What about when this idea gets applied to today’s world though? As we know the physical social space has always been there, but really it is the virtual social space that has been the catalyst for so much change. Technology now enables you to be productive from almost anywhere, which has meant that the physical space has had to rapidly change in order to cater for these virtual interactions. For our spaces outside work this has involved the integration of work-points for brief and occasional use. An airport lounge for example now has many places we can work from as well as socialize while travelling. Cafes have charging ports integrated into their fixed furniture to give space to someone doing some quick work on the run, and your public space i.e., a library/museum, hotel has changed its layout and format to cater for these users too.
What does this mean for our actual workspaces? It is well documented that the result of increased interaction between people and teams is increased productivity within any organization. Likewise, if you provide a positive environment to work in, employees are more likely to have greater job satisfaction and in return greater loyalty. These concepts are simple. But as we dig deeper we begin to understand that the more flexible approach to working is creating an environment that has a deep need to be more wholly collaborative and social. This need has been magnified since Covid-19 too with organizations embracing a hybrid model of working with much of the focus and learning time at work actually being done away from the office in the home environment. Unispace’s propeller model is one of the simplest models to explain the shift in the way we work.
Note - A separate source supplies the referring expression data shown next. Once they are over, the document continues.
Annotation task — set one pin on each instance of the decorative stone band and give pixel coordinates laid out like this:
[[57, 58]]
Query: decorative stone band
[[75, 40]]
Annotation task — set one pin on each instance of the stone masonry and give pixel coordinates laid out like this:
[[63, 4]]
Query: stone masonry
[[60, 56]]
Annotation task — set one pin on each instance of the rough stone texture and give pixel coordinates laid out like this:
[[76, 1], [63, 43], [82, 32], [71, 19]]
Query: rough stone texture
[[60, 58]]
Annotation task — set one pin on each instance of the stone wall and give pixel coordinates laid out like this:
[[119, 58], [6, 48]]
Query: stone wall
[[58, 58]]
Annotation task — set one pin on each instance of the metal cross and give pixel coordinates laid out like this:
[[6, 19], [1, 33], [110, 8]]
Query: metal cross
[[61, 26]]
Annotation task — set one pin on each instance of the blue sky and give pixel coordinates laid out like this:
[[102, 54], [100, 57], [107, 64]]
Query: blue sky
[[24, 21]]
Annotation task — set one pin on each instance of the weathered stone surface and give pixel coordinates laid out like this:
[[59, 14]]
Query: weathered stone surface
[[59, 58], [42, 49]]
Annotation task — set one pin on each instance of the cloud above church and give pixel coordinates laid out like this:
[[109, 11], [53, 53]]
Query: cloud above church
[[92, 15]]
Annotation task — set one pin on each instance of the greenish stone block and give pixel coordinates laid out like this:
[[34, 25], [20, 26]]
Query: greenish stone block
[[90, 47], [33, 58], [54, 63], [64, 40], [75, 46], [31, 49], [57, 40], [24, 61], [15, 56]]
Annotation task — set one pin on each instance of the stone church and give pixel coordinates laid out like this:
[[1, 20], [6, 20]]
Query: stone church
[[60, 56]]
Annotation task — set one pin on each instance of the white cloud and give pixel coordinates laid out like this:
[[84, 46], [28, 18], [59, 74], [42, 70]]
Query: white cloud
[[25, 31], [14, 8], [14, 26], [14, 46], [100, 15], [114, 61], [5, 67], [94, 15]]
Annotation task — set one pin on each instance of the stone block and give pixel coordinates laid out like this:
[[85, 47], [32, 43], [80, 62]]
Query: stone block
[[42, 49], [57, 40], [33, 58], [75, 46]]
This shows there is a fluid approach where both the home and the office environment cater for each type of work, however the office is more strongly centered around social interaction and collaboration.
From a personal growth perspective, we acknowledge the value of interactions with others. The daily and incidental activity that can bring new viewpoints and information and help us to learn and grow. We are starting to demand better workspaces as employees, and a recent study by Mercer revealed that we are often putting permanent flexibility over a higher salary (however you do need to view this with a balanced perspective). Organizations in the current landscape not only need to be nimble and agile to keep up with a fast-paced business environment, but they also have the age old need to be able to attract the best employees. An agile environment with thoughtfully placed social spaces catering for a flexible performance based working approach is the most attractive option for today’s modern workforce.
So what is a Social Space? We hope this helps to give you a broader understanding of what we are thinking of when trying to articulate this shift. We have only touched the surface with this article – but it’s nice to be able to start the discussion. As you can see, the idea of a social space is far broader than first imagined. Being social is an integral part of being human and this means that all our spaces in some way have a social element to them. We are excited to view the significant impact that hypoconnectivity has had on the pace of change, and the way the design of our social spaces has moved to keep up with this.
The future sure is an amazing opportunity and it is the organisations that embrace the social space that will emerge as winners.